# Tuning a diffusion model

In this notebook, you will be training a tiny diffusion model, track the training process with MLflow, and tune the hyperparameters using Ray Tune.

## A lightning tour of diffusion models.

Surely, you have heard of diffusion models. It's the architecture behind DALL-E, Stable Diffusion and many others.
Here we are going to look at a particular class of diffusion models, Denoising Diffusion Probabilistic Models (DDPM).
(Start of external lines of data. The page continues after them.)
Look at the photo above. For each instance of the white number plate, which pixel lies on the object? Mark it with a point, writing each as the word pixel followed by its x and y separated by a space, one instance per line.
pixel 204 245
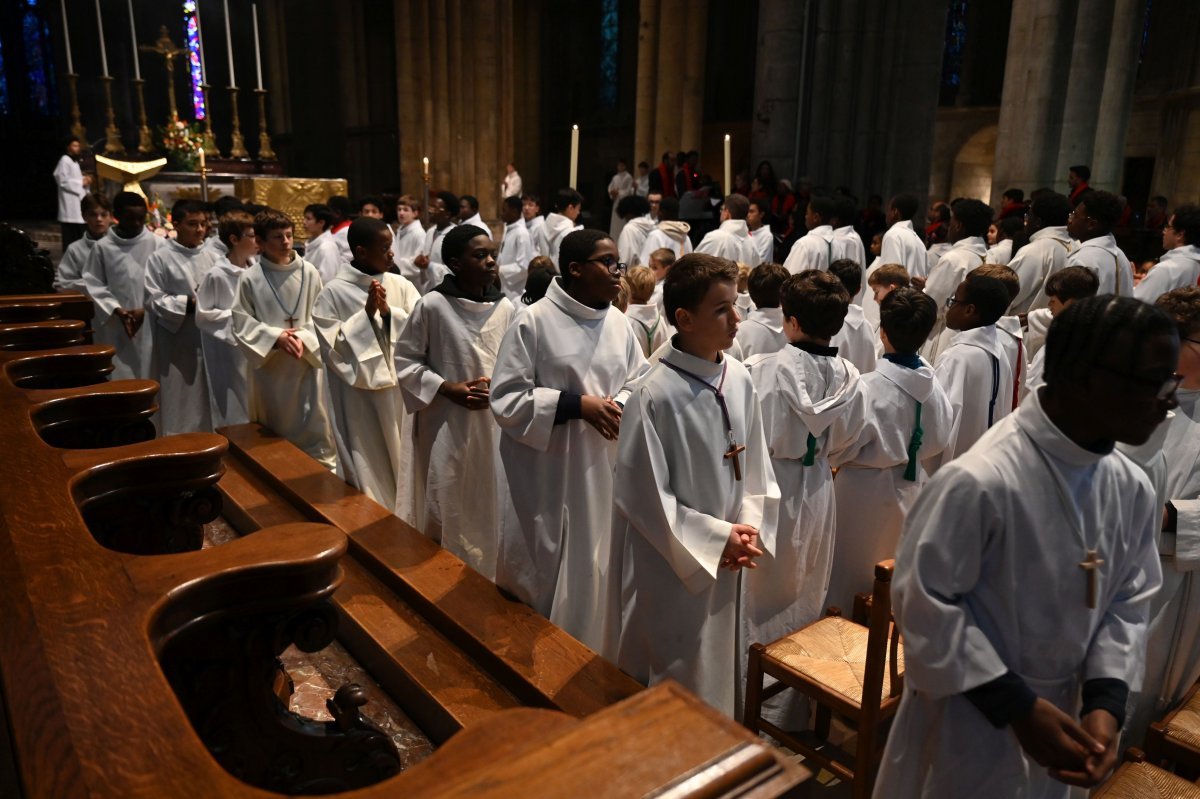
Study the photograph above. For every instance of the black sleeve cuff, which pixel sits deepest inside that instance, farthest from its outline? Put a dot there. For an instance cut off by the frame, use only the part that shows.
(1002, 701)
(1107, 694)
(570, 406)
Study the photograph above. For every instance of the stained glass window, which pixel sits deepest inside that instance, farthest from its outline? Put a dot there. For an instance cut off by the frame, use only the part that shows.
(610, 32)
(192, 38)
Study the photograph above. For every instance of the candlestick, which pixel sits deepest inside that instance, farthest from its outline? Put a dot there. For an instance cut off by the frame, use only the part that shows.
(264, 140)
(238, 145)
(258, 52)
(233, 82)
(575, 154)
(145, 144)
(112, 136)
(103, 53)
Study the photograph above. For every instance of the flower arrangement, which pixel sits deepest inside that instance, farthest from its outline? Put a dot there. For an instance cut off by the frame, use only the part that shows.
(181, 142)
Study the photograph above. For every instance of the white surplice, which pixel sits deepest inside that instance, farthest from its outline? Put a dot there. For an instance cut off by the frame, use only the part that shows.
(987, 582)
(873, 494)
(359, 354)
(173, 275)
(456, 466)
(114, 277)
(223, 361)
(283, 392)
(555, 542)
(676, 500)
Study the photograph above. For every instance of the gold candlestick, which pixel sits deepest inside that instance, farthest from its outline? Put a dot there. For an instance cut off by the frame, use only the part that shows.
(264, 140)
(238, 145)
(145, 144)
(112, 136)
(210, 142)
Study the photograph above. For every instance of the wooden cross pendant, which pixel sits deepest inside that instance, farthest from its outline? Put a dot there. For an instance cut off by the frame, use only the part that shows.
(733, 451)
(1090, 564)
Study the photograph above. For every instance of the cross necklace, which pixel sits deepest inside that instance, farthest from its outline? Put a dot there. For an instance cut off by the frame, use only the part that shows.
(735, 448)
(1091, 562)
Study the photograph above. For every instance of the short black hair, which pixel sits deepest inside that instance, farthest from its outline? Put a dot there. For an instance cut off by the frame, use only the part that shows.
(690, 278)
(850, 272)
(816, 300)
(907, 316)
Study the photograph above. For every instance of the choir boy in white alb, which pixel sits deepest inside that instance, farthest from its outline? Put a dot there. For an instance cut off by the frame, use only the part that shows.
(359, 316)
(223, 361)
(173, 276)
(564, 370)
(1091, 223)
(97, 217)
(732, 240)
(762, 332)
(516, 250)
(975, 370)
(814, 250)
(1180, 265)
(969, 224)
(274, 326)
(1047, 251)
(1025, 574)
(857, 338)
(804, 389)
(444, 360)
(905, 419)
(695, 497)
(114, 277)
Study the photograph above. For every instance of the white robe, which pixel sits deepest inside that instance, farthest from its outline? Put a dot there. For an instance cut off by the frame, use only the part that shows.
(1110, 265)
(556, 550)
(987, 582)
(762, 332)
(901, 245)
(978, 380)
(732, 241)
(1176, 269)
(814, 250)
(283, 392)
(856, 340)
(114, 277)
(223, 362)
(456, 466)
(871, 494)
(516, 252)
(173, 275)
(676, 502)
(367, 410)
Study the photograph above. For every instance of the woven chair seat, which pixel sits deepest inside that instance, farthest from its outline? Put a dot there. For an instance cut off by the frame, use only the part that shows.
(833, 653)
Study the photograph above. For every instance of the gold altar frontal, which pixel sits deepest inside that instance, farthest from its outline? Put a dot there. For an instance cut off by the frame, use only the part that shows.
(289, 194)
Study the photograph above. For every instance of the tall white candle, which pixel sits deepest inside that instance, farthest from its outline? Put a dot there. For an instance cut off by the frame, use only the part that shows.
(575, 155)
(66, 37)
(233, 82)
(103, 53)
(133, 37)
(258, 52)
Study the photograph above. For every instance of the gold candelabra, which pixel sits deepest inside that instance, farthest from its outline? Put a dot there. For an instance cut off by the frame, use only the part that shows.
(145, 144)
(112, 136)
(264, 140)
(238, 145)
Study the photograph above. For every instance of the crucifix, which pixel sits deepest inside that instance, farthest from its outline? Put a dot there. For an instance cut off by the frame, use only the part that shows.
(167, 49)
(1090, 565)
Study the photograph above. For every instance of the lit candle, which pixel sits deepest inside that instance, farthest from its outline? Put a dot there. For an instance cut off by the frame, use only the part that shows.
(233, 82)
(66, 37)
(133, 38)
(575, 154)
(103, 53)
(729, 185)
(258, 53)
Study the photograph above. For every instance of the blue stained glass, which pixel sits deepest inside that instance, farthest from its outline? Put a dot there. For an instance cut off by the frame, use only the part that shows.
(610, 35)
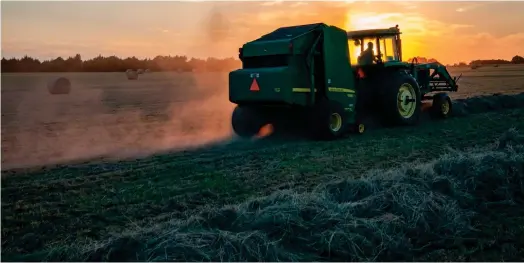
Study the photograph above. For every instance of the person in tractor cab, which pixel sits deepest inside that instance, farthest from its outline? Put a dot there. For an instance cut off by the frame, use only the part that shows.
(367, 57)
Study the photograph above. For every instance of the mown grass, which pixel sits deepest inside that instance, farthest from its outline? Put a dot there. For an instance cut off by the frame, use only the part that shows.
(53, 208)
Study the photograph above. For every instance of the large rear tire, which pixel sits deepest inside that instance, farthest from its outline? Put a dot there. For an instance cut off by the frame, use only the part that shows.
(246, 121)
(402, 102)
(441, 107)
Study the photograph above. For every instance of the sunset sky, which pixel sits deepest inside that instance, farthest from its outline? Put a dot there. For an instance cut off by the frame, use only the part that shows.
(448, 31)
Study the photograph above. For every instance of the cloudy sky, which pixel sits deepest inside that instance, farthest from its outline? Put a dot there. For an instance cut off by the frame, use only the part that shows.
(448, 31)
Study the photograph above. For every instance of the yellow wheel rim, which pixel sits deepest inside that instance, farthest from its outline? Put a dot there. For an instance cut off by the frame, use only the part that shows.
(335, 122)
(445, 107)
(406, 101)
(361, 128)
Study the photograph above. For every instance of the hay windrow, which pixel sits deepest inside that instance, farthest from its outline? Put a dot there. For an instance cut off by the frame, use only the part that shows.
(393, 215)
(59, 86)
(480, 104)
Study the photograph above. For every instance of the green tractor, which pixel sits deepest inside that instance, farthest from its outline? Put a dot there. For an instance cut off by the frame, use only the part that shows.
(309, 76)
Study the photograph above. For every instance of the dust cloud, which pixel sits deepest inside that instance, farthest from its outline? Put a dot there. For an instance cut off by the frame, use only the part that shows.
(108, 116)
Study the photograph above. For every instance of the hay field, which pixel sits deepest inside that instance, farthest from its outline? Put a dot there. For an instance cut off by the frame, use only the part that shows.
(387, 195)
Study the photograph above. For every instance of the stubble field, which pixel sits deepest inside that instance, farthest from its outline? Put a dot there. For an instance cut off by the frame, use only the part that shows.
(329, 196)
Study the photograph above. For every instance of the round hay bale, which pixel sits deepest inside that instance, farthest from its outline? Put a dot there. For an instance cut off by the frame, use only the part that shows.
(59, 86)
(132, 74)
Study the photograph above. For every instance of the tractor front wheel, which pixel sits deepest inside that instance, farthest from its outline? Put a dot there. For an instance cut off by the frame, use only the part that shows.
(246, 121)
(329, 120)
(441, 107)
(402, 102)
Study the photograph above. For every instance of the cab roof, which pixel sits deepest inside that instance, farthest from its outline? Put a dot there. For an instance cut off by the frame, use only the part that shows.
(374, 32)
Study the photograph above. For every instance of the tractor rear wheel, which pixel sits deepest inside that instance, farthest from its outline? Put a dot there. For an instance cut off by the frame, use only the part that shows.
(329, 120)
(402, 102)
(246, 121)
(441, 107)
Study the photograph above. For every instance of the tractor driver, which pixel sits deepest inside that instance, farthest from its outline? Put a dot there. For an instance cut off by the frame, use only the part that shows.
(367, 57)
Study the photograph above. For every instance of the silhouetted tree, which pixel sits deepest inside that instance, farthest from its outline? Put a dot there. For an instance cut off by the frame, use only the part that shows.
(115, 64)
(517, 60)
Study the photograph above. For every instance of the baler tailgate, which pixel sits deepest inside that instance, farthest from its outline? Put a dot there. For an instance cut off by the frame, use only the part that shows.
(440, 79)
(261, 84)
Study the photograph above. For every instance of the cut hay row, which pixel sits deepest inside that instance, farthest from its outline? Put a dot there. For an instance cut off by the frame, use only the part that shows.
(405, 214)
(133, 74)
(59, 86)
(481, 104)
(115, 103)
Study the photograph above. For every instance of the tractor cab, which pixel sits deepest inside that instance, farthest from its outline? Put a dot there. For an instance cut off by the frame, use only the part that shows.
(374, 46)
DDPMs aim to generate high-quality samples from a given distribution, typically modeled as an image distribution. These models are based on the idea of denoising a sequence of noisy samples to reach the target distribution. Let's break down the mathematical explanation of DDPM.

1. **Foward Diffusion Process:**
   DDPM introduces a diffusion process to model the generation of samples. It assumes that the data $x$ evolves over a series of steps from an easily generated distribution to the target distribution. This process is defined by a sequence of transformations:

   $$ x_0 \sim p(x_0) $$
   $$ x_t = \sqrt{1 - \beta_t} \cdot x_{t-1} + \sqrt{\beta_t} \cdot \epsilon_t $$

   Here, $x_0$ is sampled from an easily generated distribution (e.g., a Gaussian distribution), and $\epsilon_t$ is sampled from a fixed distribution (e.g., Gaussian). The parameter $\beta_t$ controls the step size of the diffusion process.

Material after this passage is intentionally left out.